I was wondering why the vector templates perform two allocations, when only one seems to be necessary.

For example this:

#include <vector>
#include <iostream>

class A {
    public:
         A(const A &a) {
            std::cout << "Calling copy constructor " << this << " " << &a << "\n";
        }
         A() {
            std::cout << "Calling default constructor " << this << "\n";
        }
        ~A() {
            std::cout << "Calling destructor " << this << "\n"; 
        }
};

int main(int argc, char **argv)
{
    std::vector <A> Avec;

    std::cout << "resize start\n";
    Avec.resize(1);
    std::cout << "resize end\n";

    return 0;
}

Outputs:

resize start
Calling default constructor 0x7fff9a34191f
Calling copy constructor 0x1569010 0x7fff9a34191f
Calling destructor 0x7fff9a34191f
resize end

Answer 1

If you initialize objects that way the vector template creates objects by making a copy. If you don't want to call copy constructor you should make :

vector<A*> Avec;
avec.push_back(new A());

http://www.cplusplus.com/reference/stl/vector/vector/

Answer 2

It isn't performing two allocations, it is creating an object by the default constructor to pass into resize, then copying that object into the new position, then destructing the argument.

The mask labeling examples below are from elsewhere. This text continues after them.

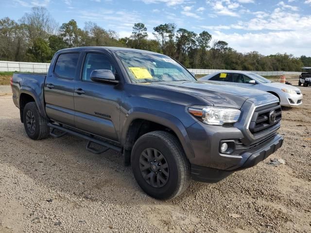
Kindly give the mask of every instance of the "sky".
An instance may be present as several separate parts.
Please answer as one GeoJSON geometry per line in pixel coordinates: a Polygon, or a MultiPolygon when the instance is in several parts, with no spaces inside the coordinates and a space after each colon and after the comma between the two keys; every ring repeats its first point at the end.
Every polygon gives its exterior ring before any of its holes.
{"type": "Polygon", "coordinates": [[[242,52],[311,56],[311,0],[0,0],[0,18],[17,20],[36,6],[60,25],[73,19],[83,28],[91,21],[120,37],[129,36],[135,23],[145,24],[149,38],[154,27],[174,23],[207,31],[242,52]]]}

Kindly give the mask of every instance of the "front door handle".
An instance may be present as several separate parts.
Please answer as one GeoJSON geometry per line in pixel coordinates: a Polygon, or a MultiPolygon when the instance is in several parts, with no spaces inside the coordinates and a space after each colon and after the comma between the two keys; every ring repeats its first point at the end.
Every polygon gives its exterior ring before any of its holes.
{"type": "Polygon", "coordinates": [[[50,89],[52,89],[54,88],[54,85],[52,83],[47,84],[47,87],[50,89]]]}
{"type": "Polygon", "coordinates": [[[74,92],[76,93],[79,94],[79,95],[81,95],[81,94],[84,94],[86,93],[86,92],[84,91],[83,90],[82,90],[81,88],[76,89],[74,90],[74,92]]]}

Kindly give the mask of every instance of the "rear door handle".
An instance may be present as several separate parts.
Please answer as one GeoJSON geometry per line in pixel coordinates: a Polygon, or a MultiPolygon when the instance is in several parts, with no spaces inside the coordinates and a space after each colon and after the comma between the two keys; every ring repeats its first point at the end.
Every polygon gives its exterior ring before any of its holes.
{"type": "Polygon", "coordinates": [[[84,91],[83,90],[82,90],[81,88],[76,89],[74,90],[74,92],[76,93],[79,94],[79,95],[81,95],[81,94],[84,94],[86,93],[86,92],[84,91]]]}
{"type": "Polygon", "coordinates": [[[54,85],[52,83],[47,84],[47,87],[50,89],[52,89],[54,88],[54,85]]]}

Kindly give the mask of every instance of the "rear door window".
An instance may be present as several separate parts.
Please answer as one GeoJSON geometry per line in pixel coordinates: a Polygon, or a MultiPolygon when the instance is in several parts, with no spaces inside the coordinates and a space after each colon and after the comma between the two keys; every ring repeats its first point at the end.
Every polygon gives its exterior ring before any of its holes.
{"type": "Polygon", "coordinates": [[[94,69],[109,69],[115,74],[116,69],[108,56],[101,53],[88,53],[83,67],[82,80],[93,82],[91,73],[94,69]]]}
{"type": "Polygon", "coordinates": [[[57,58],[54,73],[60,78],[73,79],[79,59],[79,53],[63,53],[57,58]]]}
{"type": "Polygon", "coordinates": [[[252,79],[242,74],[232,74],[232,81],[234,83],[248,83],[252,79]]]}
{"type": "Polygon", "coordinates": [[[213,81],[231,82],[231,74],[220,73],[211,78],[209,80],[213,81]]]}

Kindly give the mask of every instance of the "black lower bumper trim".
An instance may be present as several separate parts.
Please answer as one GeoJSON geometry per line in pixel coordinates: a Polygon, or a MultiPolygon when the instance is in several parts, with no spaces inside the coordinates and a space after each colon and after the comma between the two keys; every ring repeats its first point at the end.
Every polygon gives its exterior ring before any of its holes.
{"type": "Polygon", "coordinates": [[[191,178],[193,180],[201,182],[209,183],[218,182],[235,171],[255,166],[258,163],[276,152],[282,146],[283,141],[283,137],[276,135],[273,139],[269,140],[267,145],[262,146],[259,148],[256,147],[245,152],[242,156],[247,156],[248,159],[238,168],[234,170],[221,170],[191,164],[191,178]]]}

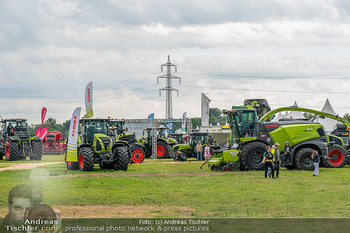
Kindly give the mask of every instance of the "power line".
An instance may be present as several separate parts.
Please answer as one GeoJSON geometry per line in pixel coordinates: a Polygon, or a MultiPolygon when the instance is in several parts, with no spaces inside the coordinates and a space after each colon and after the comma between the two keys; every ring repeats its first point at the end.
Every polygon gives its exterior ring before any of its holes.
{"type": "Polygon", "coordinates": [[[344,77],[297,77],[297,76],[263,76],[263,75],[238,75],[238,74],[209,74],[209,73],[190,73],[190,72],[179,72],[179,74],[190,74],[190,75],[202,75],[202,76],[217,76],[217,77],[230,77],[230,78],[266,78],[266,79],[309,79],[309,80],[350,80],[350,78],[344,77]]]}
{"type": "MultiPolygon", "coordinates": [[[[203,88],[199,86],[184,85],[184,88],[203,88]]],[[[301,94],[341,94],[349,95],[350,92],[341,92],[341,91],[301,91],[301,90],[268,90],[268,89],[251,89],[251,88],[230,88],[230,87],[210,87],[210,89],[219,89],[219,90],[234,90],[234,91],[259,91],[259,92],[280,92],[280,93],[301,93],[301,94]]]]}

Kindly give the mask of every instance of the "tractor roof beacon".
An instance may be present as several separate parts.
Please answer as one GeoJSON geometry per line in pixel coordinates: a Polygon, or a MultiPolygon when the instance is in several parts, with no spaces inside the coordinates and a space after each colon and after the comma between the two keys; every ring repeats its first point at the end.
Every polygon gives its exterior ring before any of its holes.
{"type": "Polygon", "coordinates": [[[128,170],[130,146],[109,136],[109,123],[110,119],[80,119],[78,162],[67,162],[69,170],[92,171],[94,164],[99,164],[101,169],[128,170]]]}
{"type": "Polygon", "coordinates": [[[0,159],[41,160],[42,141],[40,137],[30,137],[26,119],[4,119],[1,121],[0,159]]]}

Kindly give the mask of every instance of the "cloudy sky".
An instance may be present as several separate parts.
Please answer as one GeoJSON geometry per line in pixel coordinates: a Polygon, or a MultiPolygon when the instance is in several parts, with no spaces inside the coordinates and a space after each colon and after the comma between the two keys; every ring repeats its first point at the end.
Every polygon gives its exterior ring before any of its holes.
{"type": "MultiPolygon", "coordinates": [[[[2,0],[0,115],[59,123],[93,81],[96,117],[165,117],[160,65],[182,84],[173,116],[266,98],[272,108],[350,112],[350,2],[2,0]],[[174,70],[173,70],[174,71],[174,70]]],[[[83,114],[82,113],[82,114],[83,114]]]]}

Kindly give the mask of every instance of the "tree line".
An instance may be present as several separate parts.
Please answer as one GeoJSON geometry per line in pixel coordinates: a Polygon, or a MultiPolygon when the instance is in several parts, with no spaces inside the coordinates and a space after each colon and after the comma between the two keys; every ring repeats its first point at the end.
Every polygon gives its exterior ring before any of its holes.
{"type": "MultiPolygon", "coordinates": [[[[313,114],[309,113],[304,113],[305,118],[307,119],[312,119],[314,117],[313,114]]],[[[350,122],[350,114],[346,113],[344,115],[344,118],[347,119],[350,122]]],[[[220,125],[225,125],[227,122],[226,116],[222,113],[222,111],[218,108],[210,108],[209,109],[209,124],[211,125],[217,125],[218,123],[220,125]]],[[[196,129],[197,127],[199,128],[201,126],[202,119],[200,117],[194,117],[192,118],[192,128],[196,129]]],[[[42,127],[47,127],[49,131],[60,131],[64,138],[68,137],[68,131],[69,131],[69,124],[70,120],[66,120],[62,124],[58,124],[54,118],[48,118],[45,122],[44,125],[42,126],[41,124],[37,125],[30,125],[29,126],[29,134],[34,135],[35,131],[37,128],[42,128],[42,127]]],[[[173,125],[173,132],[175,130],[181,129],[181,122],[174,122],[173,125]]]]}

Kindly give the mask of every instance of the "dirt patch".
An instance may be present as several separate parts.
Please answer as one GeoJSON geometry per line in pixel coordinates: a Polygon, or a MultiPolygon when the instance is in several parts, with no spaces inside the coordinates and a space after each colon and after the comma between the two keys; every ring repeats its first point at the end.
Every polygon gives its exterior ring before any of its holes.
{"type": "MultiPolygon", "coordinates": [[[[52,206],[61,212],[62,218],[112,218],[112,217],[190,217],[196,210],[184,206],[130,206],[130,205],[91,205],[91,206],[52,206]]],[[[7,208],[0,209],[0,218],[7,214],[7,208]]]]}
{"type": "Polygon", "coordinates": [[[20,164],[16,164],[10,167],[4,167],[4,168],[0,168],[0,172],[2,171],[8,171],[8,170],[23,170],[23,169],[33,169],[36,167],[41,167],[41,166],[45,166],[45,165],[50,165],[50,164],[59,164],[62,162],[52,162],[52,163],[20,163],[20,164]]]}
{"type": "Polygon", "coordinates": [[[225,173],[197,173],[197,174],[182,174],[182,173],[170,173],[170,174],[120,174],[120,173],[93,173],[93,174],[75,174],[75,175],[51,175],[50,177],[155,177],[155,176],[222,176],[225,173]]]}

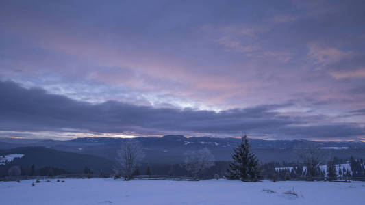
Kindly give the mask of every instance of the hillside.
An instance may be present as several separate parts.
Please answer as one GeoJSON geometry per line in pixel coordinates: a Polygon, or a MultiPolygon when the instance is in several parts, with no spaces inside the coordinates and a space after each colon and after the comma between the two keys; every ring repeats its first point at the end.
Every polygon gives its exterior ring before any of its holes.
{"type": "Polygon", "coordinates": [[[100,156],[66,152],[44,147],[21,147],[0,151],[0,155],[11,154],[24,156],[14,159],[9,165],[30,167],[34,165],[36,169],[53,167],[73,172],[81,172],[84,167],[88,166],[95,172],[101,170],[108,172],[113,164],[111,160],[100,156]]]}

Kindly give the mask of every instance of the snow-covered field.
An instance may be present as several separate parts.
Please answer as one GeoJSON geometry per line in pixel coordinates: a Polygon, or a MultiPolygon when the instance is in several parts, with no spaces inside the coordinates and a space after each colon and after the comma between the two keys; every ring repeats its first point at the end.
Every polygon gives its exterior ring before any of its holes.
{"type": "Polygon", "coordinates": [[[0,204],[365,204],[361,182],[51,180],[1,182],[0,204]]]}
{"type": "Polygon", "coordinates": [[[24,154],[12,154],[4,156],[0,156],[0,165],[5,165],[5,162],[11,162],[15,158],[22,158],[24,156],[24,154]]]}

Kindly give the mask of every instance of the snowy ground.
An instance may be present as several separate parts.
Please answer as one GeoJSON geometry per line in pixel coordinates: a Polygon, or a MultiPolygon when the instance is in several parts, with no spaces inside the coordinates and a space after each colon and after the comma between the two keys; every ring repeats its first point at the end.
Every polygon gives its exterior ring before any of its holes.
{"type": "Polygon", "coordinates": [[[4,156],[0,156],[0,165],[5,165],[5,162],[11,162],[15,158],[22,158],[24,154],[12,154],[4,156]]]}
{"type": "Polygon", "coordinates": [[[94,178],[66,179],[64,183],[41,180],[32,187],[33,182],[0,182],[0,204],[365,204],[365,182],[361,182],[94,178]],[[293,190],[297,197],[284,193],[293,190]]]}

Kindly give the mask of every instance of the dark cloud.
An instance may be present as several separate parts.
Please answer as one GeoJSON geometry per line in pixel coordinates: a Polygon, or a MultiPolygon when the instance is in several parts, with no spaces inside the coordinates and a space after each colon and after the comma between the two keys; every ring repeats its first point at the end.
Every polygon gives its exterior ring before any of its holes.
{"type": "Polygon", "coordinates": [[[154,134],[181,132],[277,138],[346,138],[365,134],[356,124],[306,125],[318,116],[298,117],[276,111],[292,104],[264,105],[214,112],[192,109],[153,108],[108,101],[91,104],[25,89],[15,83],[0,81],[0,130],[154,134]]]}

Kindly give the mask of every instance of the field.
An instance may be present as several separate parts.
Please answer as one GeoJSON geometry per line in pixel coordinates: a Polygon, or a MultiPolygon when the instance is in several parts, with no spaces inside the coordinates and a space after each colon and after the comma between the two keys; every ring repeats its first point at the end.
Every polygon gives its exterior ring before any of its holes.
{"type": "Polygon", "coordinates": [[[365,204],[362,182],[56,180],[1,182],[0,204],[365,204]]]}

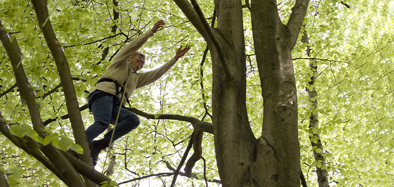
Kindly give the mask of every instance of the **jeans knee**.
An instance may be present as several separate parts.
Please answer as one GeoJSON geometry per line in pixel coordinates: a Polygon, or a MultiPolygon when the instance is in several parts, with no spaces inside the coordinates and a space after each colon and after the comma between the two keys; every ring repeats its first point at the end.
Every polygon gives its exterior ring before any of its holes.
{"type": "Polygon", "coordinates": [[[110,122],[104,121],[95,121],[93,123],[93,125],[96,125],[97,126],[100,126],[105,127],[105,128],[107,128],[110,126],[110,122]]]}
{"type": "Polygon", "coordinates": [[[126,120],[128,121],[128,123],[132,127],[132,129],[137,128],[141,123],[139,118],[136,115],[127,115],[126,117],[126,120]]]}

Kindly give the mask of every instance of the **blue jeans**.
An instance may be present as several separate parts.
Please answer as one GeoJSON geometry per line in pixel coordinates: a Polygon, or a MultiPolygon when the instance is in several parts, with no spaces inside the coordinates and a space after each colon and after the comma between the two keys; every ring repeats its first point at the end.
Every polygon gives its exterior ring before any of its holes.
{"type": "MultiPolygon", "coordinates": [[[[120,99],[117,97],[107,96],[97,98],[92,104],[90,100],[93,96],[104,91],[95,90],[92,92],[89,98],[88,107],[93,113],[94,122],[87,127],[85,132],[89,144],[94,138],[104,132],[110,125],[110,123],[115,124],[118,112],[120,107],[120,99]]],[[[135,114],[127,110],[122,105],[120,109],[119,117],[115,128],[113,142],[122,136],[129,133],[132,130],[137,128],[139,125],[139,118],[135,114]]],[[[104,137],[111,139],[113,129],[107,133],[104,137]]]]}

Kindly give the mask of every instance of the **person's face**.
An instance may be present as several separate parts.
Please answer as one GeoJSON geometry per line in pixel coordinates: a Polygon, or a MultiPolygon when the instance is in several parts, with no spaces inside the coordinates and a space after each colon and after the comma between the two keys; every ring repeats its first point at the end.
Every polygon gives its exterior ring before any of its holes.
{"type": "MultiPolygon", "coordinates": [[[[129,59],[129,61],[130,61],[130,59],[129,59]]],[[[136,55],[131,58],[131,64],[137,69],[137,71],[142,69],[144,64],[145,60],[140,55],[136,55]]]]}

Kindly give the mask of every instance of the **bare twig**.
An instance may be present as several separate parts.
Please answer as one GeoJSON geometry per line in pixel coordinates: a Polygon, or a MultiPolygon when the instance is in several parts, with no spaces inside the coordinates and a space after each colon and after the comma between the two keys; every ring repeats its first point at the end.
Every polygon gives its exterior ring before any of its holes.
{"type": "Polygon", "coordinates": [[[4,96],[4,95],[8,93],[10,91],[12,91],[13,90],[14,90],[14,88],[15,88],[16,87],[17,87],[17,85],[16,85],[16,83],[15,83],[15,84],[14,84],[13,86],[12,86],[11,87],[10,87],[9,88],[8,88],[8,89],[6,90],[6,91],[4,91],[4,92],[3,92],[2,93],[0,93],[0,98],[2,97],[3,96],[4,96]]]}
{"type": "Polygon", "coordinates": [[[175,185],[175,182],[176,182],[176,178],[178,177],[178,175],[179,173],[179,171],[180,171],[180,168],[182,167],[182,166],[183,165],[183,164],[185,163],[185,160],[186,160],[186,158],[187,157],[187,155],[189,154],[189,151],[190,151],[190,149],[191,149],[191,146],[193,144],[193,141],[192,138],[190,139],[190,142],[189,142],[189,145],[187,145],[187,147],[186,148],[186,150],[185,150],[185,152],[183,153],[183,156],[182,157],[182,159],[181,159],[180,162],[179,162],[179,165],[178,165],[178,167],[176,168],[176,170],[175,170],[175,173],[174,173],[174,177],[172,178],[172,182],[171,182],[171,185],[170,185],[171,187],[173,187],[175,185]]]}
{"type": "Polygon", "coordinates": [[[226,76],[227,77],[227,78],[231,78],[231,73],[230,71],[230,69],[227,66],[227,60],[226,59],[224,54],[223,53],[223,50],[222,49],[222,46],[220,45],[220,43],[215,36],[212,29],[209,26],[209,24],[207,21],[207,19],[205,19],[205,16],[204,16],[203,11],[201,10],[201,9],[200,9],[198,3],[197,3],[197,1],[195,0],[190,0],[190,3],[191,3],[193,8],[194,8],[196,13],[199,16],[200,21],[203,23],[204,28],[208,33],[208,36],[212,41],[214,46],[215,46],[215,48],[216,49],[216,52],[218,53],[219,61],[220,61],[220,63],[222,64],[224,74],[226,75],[226,76]]]}

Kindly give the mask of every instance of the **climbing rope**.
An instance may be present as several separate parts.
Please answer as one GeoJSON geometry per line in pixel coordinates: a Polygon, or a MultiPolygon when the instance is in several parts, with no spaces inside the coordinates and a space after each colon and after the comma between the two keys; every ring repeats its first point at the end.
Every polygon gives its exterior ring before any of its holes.
{"type": "MultiPolygon", "coordinates": [[[[140,23],[141,23],[141,17],[142,15],[142,12],[143,12],[144,8],[145,7],[145,0],[143,0],[143,3],[142,4],[142,10],[141,11],[141,14],[139,14],[139,19],[138,19],[138,25],[137,27],[137,29],[139,28],[139,24],[140,23]]],[[[140,31],[140,30],[139,31],[140,31]]],[[[131,68],[130,67],[130,64],[128,64],[129,66],[129,69],[128,69],[128,72],[127,73],[127,78],[126,79],[126,84],[124,85],[124,90],[123,91],[123,92],[122,94],[122,98],[120,100],[120,106],[119,107],[119,110],[118,111],[118,115],[116,116],[116,120],[115,121],[115,124],[114,125],[114,128],[112,129],[112,134],[111,136],[111,139],[110,140],[110,143],[109,143],[110,147],[111,147],[111,145],[112,144],[112,139],[114,137],[114,133],[115,132],[115,128],[116,128],[116,125],[118,123],[118,119],[119,118],[119,114],[120,114],[120,110],[122,109],[122,105],[123,105],[123,100],[124,99],[124,95],[126,93],[126,88],[127,86],[127,84],[129,82],[129,78],[130,77],[130,72],[131,68]]],[[[102,173],[104,173],[104,168],[105,167],[106,164],[107,163],[107,160],[108,158],[108,155],[109,155],[109,153],[110,153],[110,151],[109,150],[109,151],[107,152],[107,156],[106,156],[106,159],[104,161],[104,166],[103,167],[103,170],[102,170],[101,171],[102,173]]]]}

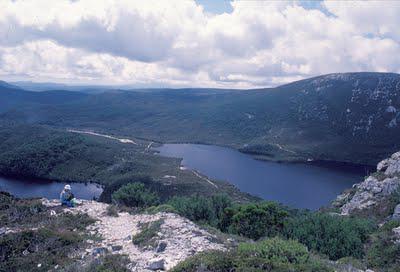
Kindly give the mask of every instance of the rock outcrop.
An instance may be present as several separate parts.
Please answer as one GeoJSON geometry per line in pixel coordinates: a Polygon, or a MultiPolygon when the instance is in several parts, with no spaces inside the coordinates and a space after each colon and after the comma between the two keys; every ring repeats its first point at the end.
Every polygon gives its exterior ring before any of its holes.
{"type": "MultiPolygon", "coordinates": [[[[339,195],[333,206],[338,207],[342,215],[374,209],[385,205],[385,201],[387,202],[399,188],[400,152],[397,152],[378,163],[377,172],[339,195]]],[[[393,211],[393,216],[400,217],[400,207],[393,211]]]]}
{"type": "MultiPolygon", "coordinates": [[[[57,201],[44,200],[47,206],[59,205],[57,201]]],[[[88,240],[85,256],[96,257],[107,253],[126,254],[131,271],[163,271],[174,267],[189,256],[205,250],[225,250],[217,237],[200,228],[190,220],[173,213],[130,214],[120,212],[118,216],[107,214],[106,203],[82,201],[78,207],[64,212],[86,213],[96,219],[88,230],[99,240],[88,240]],[[151,222],[162,222],[155,237],[154,246],[138,246],[132,238],[151,222]]]]}

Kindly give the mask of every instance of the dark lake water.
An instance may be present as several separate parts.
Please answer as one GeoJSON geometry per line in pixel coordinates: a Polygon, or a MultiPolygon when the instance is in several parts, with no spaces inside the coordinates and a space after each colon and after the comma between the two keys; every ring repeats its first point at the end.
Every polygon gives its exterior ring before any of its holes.
{"type": "MultiPolygon", "coordinates": [[[[0,190],[9,192],[17,197],[46,197],[59,198],[66,183],[46,182],[41,180],[11,179],[0,177],[0,190]]],[[[68,183],[76,198],[98,198],[103,189],[93,183],[68,183]]]]}
{"type": "Polygon", "coordinates": [[[197,144],[164,144],[160,155],[183,158],[182,165],[240,190],[296,208],[318,209],[362,181],[363,169],[266,162],[234,149],[197,144]]]}

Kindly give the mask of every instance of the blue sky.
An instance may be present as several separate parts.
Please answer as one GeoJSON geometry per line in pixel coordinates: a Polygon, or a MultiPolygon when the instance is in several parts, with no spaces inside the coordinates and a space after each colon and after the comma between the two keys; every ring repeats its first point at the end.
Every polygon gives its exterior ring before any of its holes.
{"type": "Polygon", "coordinates": [[[400,72],[400,1],[3,0],[0,79],[259,88],[400,72]]]}

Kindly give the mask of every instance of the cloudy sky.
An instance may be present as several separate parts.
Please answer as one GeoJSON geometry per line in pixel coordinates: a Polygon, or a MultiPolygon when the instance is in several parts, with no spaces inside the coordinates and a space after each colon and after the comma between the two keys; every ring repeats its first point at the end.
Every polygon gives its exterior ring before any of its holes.
{"type": "Polygon", "coordinates": [[[275,86],[400,72],[400,1],[0,0],[0,79],[275,86]]]}

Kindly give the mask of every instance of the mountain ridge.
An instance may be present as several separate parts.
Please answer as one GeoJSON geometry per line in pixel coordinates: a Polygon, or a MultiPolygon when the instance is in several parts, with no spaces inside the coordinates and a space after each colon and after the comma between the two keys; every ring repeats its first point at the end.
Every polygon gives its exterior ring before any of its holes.
{"type": "Polygon", "coordinates": [[[35,101],[17,101],[0,114],[159,142],[229,146],[275,161],[374,165],[400,149],[398,74],[329,74],[271,89],[194,90],[76,93],[51,103],[45,97],[58,91],[35,93],[35,101]]]}

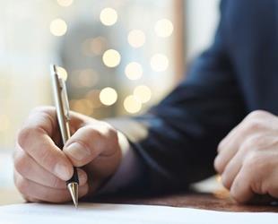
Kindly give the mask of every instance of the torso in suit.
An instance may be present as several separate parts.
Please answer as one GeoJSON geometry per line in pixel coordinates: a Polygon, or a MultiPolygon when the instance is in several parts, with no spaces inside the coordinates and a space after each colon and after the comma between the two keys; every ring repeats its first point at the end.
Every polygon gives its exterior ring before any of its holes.
{"type": "Polygon", "coordinates": [[[249,112],[278,115],[278,1],[223,0],[212,47],[146,114],[114,125],[143,171],[135,185],[184,189],[214,173],[219,142],[249,112]]]}

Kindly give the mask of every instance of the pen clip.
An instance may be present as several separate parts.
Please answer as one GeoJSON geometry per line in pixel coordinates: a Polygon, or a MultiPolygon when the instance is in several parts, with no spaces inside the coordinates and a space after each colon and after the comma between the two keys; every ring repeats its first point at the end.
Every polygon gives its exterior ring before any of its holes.
{"type": "Polygon", "coordinates": [[[58,77],[58,80],[61,90],[61,99],[65,118],[66,121],[70,121],[70,108],[69,108],[65,82],[64,79],[60,77],[58,77]]]}

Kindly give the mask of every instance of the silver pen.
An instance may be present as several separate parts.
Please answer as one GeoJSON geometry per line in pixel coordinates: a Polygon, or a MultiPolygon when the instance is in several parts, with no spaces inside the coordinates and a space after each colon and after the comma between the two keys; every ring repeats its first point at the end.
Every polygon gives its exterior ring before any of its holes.
{"type": "MultiPolygon", "coordinates": [[[[69,103],[67,99],[67,92],[65,82],[61,78],[57,73],[55,65],[50,65],[50,73],[52,78],[53,92],[55,99],[55,105],[56,109],[57,121],[60,128],[60,133],[63,140],[63,146],[71,136],[70,133],[70,116],[69,116],[69,103]]],[[[72,178],[66,181],[67,189],[69,190],[74,206],[78,206],[78,174],[76,168],[74,167],[74,175],[72,178]]]]}

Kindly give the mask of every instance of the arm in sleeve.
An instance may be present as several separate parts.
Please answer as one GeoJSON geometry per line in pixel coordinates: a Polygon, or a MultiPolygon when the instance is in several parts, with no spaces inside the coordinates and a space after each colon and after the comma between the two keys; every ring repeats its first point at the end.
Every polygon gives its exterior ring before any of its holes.
{"type": "Polygon", "coordinates": [[[147,113],[111,121],[140,161],[134,185],[141,192],[180,190],[213,175],[219,142],[246,116],[226,41],[225,3],[214,42],[187,78],[147,113]]]}

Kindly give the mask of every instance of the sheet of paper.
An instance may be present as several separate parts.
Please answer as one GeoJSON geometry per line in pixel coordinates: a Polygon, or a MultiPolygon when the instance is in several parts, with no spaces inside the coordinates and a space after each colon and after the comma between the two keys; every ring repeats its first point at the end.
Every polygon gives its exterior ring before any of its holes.
{"type": "Polygon", "coordinates": [[[2,224],[222,224],[278,223],[278,213],[213,211],[167,206],[81,203],[24,203],[0,207],[2,224]]]}

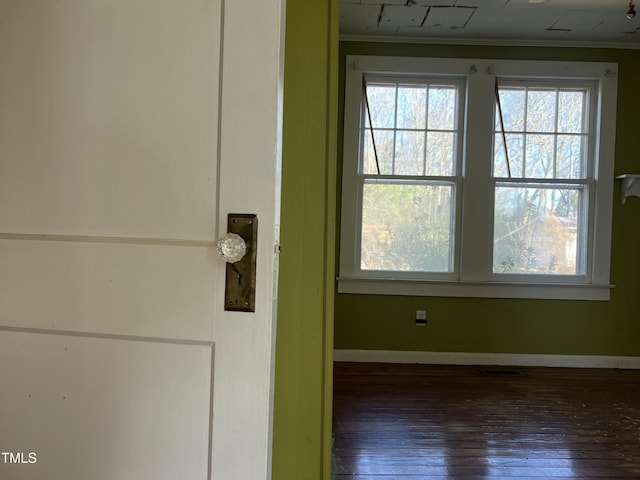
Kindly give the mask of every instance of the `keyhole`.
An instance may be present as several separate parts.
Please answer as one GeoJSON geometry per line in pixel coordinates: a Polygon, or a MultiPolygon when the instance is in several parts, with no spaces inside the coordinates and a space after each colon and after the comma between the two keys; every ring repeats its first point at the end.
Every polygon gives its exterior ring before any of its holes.
{"type": "Polygon", "coordinates": [[[231,264],[231,268],[233,268],[233,271],[236,272],[236,275],[238,276],[238,285],[242,284],[242,274],[238,271],[238,268],[236,267],[235,263],[231,264]]]}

If you look at the arguments to resize:

void resize(n, t = T())

It has as a defaulted argument a default constructed object of type T (this is the default constructor being called in your output). Then, within the function, it copies this into the correct position (this is the copy constructor). After the resize function ends, destroys the argument (the destructor call in the output).

Answer 3

Here is a guess:

1. The compiler re-ordered the initial allocation of Avec until after the "resize start"
2. The vector is initially allocated with 0 elements
3. The resize gets the new element filled with a default A (which was achieved by createing a default A, copying it into the vector, and deleting the temporary.